Five of eight commissioners must agree to pass it on to a three-judge panel, which has to vote unanimously to exonerate a convicted inmate. The commission will look at new evidence that's come to light since the trial, but will not consider legal technicalities. It can take years of appeals in many states before the appellate system looks at evidence that was not introduced to the jury at trial.
"The innocence commission is a response to the fact that our system doesn't have a process for reevaluating the innocence or guilt of somebody who has been convicted," says Sam Gross, a law professor at the University of Michigan Law School. "There's a hole in the middle of the process."
But critics say that many states - including Texas - have laws that allow such "actual innocence" claims to be litigated early on in the appeals process. Many death penalty proponents - and critics - agree that there's no irrefutable proof that any innocent person has been executed in the US since the death penalty was reinstated in 1976. Proponents say this proves the system works.
Prosecutors, too, wonder whether the commission will work. An early proposal, which would have allowed those who pleaded guilty in court to claim innocence, was changed so that they will have to wait two years to apply.
"Everybody in prison says they're innocent, so our concern was that if you open it up to all guilty pleas, it would swamp the commission before it ever got started," says Peg Dorer, director of the North Carolina Conference of District Attorneys in Raleigh.
Some see the innocence commission as a victory for activists in one of the busiest death penalty states among the 37 that allow capital punishment. Dozens of communities and hundreds of businesses and churches have called for a moratorium on the death penalty.
The Raleigh-Durham-Chapel Hill "Triangle," a politically left-leaning part of the state, has become a wellspring for activists. At North Carolina's Central Prison in Raleigh - the site of death row and the execution chamber - protesters have engaged in acts of civil disobedience in the driveway to the prison.
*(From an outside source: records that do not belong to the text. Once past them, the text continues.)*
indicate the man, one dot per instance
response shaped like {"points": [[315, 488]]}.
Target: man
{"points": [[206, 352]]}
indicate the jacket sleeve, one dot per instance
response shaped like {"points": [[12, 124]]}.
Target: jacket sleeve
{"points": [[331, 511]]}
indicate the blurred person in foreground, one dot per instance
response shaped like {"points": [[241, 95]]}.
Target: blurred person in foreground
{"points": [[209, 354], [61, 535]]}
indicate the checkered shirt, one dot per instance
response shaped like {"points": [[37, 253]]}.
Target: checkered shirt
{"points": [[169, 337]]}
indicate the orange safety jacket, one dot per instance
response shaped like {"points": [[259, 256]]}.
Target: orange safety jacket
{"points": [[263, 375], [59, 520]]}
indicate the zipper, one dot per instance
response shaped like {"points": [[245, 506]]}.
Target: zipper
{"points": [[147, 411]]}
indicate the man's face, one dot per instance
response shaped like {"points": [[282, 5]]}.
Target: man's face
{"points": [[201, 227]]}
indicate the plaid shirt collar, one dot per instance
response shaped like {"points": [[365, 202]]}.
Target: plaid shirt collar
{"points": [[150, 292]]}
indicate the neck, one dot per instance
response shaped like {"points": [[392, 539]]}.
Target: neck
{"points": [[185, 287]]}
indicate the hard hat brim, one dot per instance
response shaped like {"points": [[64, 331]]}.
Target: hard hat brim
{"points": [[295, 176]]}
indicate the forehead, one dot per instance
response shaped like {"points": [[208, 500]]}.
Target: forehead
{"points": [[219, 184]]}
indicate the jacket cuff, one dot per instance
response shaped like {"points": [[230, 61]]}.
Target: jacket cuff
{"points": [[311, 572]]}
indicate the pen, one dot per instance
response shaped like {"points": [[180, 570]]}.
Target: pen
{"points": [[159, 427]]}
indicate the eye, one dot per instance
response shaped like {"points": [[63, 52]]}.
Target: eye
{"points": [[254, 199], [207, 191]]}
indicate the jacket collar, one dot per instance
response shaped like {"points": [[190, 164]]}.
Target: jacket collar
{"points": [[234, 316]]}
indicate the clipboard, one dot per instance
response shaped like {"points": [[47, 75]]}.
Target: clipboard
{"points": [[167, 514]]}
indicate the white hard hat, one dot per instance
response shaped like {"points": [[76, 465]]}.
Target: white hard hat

Yet even some activists who oppose the death penalty have concerns about the motivations behind the new commission.
"[Commission members] all have their own biases, so how fair is it going to be?" says Scott Langley, an activist in Raleigh. "Time will tell."
For some, the new law offers renewed hope. Roberta and Elmer McNeill have been fighting for 13 years to free their son, Elmer Ray McNeill Jr., who they say is innocent despite his conviction for the murder of two grocery store clerks in an armed robbery.
At a recent gathering at a Raleigh church, the McNeills told a small group of activists that the prosecutor tricked the judge and later met jurors for lunch during the trial. If so, that would be grounds for an appeal.
Said John Strange, of the People of Faith Against the Death Penalty: "I imagine that when you tell friends or you tell strangers this story, they don't believe you."
"No, they don't," said Ms. McNeill.
Perhaps now somebody will. The McNeills say they will be among the first to file papers when the commission opens.
• Jesse DeConto in Chapel Hill, N.C., contributed to this report.